During both World Wars, Treasury realized that selling bonds to the poorest Americans was good for the war effort because it helped to reduce inflation and tie the interests of a wide swath of the public to that of the national government.
Bonds helped to reduce inflation by redirecting demand away from consumer goods, most of which were in short supply due to the shift to wartime production and the decreased availability of certain strategic raw materials.
Bonds decreased the likelihood of civil unrest by making the government a debtor to as many people as possible. Bondholders disdain anything that threatens the security of their principal and interest, including everything from Hitler himself to the neighbor trying to circumvent the rationing system. Widespread ownership of bonds also decreased perceptions that the poor were being taxed to support wealthy investors.

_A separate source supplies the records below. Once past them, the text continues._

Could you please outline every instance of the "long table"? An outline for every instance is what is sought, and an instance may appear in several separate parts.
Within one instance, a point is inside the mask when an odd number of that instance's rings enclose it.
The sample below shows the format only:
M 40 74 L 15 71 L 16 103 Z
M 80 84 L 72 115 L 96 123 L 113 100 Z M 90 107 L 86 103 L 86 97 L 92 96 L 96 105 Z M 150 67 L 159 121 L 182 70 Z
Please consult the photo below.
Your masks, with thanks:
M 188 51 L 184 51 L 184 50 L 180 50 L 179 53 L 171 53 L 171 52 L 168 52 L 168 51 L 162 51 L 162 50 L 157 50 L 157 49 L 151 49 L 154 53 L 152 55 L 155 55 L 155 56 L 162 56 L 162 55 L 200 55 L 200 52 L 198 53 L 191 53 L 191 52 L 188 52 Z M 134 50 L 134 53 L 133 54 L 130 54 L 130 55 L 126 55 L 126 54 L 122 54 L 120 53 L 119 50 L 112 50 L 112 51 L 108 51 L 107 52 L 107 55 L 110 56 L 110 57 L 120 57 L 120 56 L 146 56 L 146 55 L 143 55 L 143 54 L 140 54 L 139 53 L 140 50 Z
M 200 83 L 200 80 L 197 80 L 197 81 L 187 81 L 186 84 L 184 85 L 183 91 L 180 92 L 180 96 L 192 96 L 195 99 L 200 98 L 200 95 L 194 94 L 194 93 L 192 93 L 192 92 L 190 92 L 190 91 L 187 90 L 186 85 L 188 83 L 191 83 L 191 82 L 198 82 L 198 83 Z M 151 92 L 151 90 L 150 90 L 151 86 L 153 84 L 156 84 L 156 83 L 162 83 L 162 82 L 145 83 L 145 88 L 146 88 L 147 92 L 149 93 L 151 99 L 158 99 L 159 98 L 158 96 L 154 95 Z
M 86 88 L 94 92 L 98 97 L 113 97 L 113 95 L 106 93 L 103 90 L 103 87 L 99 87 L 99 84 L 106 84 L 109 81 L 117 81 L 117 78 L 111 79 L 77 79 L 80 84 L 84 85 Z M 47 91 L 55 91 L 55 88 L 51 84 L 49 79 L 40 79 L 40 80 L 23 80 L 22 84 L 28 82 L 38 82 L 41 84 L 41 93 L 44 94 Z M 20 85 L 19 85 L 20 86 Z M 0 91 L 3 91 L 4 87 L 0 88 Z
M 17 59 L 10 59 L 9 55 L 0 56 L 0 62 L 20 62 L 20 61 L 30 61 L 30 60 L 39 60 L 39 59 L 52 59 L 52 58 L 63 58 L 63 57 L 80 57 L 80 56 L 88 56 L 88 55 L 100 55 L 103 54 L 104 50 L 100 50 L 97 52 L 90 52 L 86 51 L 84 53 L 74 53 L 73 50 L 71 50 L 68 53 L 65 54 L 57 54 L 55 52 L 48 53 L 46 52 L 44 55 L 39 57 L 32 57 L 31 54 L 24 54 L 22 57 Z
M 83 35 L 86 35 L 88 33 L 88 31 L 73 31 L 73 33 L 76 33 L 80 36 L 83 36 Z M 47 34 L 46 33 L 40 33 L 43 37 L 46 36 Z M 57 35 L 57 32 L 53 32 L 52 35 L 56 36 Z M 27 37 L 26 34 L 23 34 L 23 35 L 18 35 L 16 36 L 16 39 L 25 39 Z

Low income Americans rarely had $25 in their pockets with which to purchase a government bond. (In 1942, production workers averaged only 86 cents per hour. Even at the war’s end they averaged only $1.06.) But they often had loose change they could use to purchase a 25 cent stamp which could be pasted into a book like the one shown. Buying 75 such stamps entitled them to a $25 savings bond. If you are thinking 75 times $.25 equals only $18.75, you are right. Savings bonds, like those of the famous Series E, were of the discount variety. In other words, the $25 was the payment made to the bondholder when the bond matured years afterward; the $6.25 difference between the face ($25) and purchase price ($18.75) was the interest.
In an extension of the same theme, Americans, including schoolchildren, could buy a Defense Stamp for as little as one thin dime.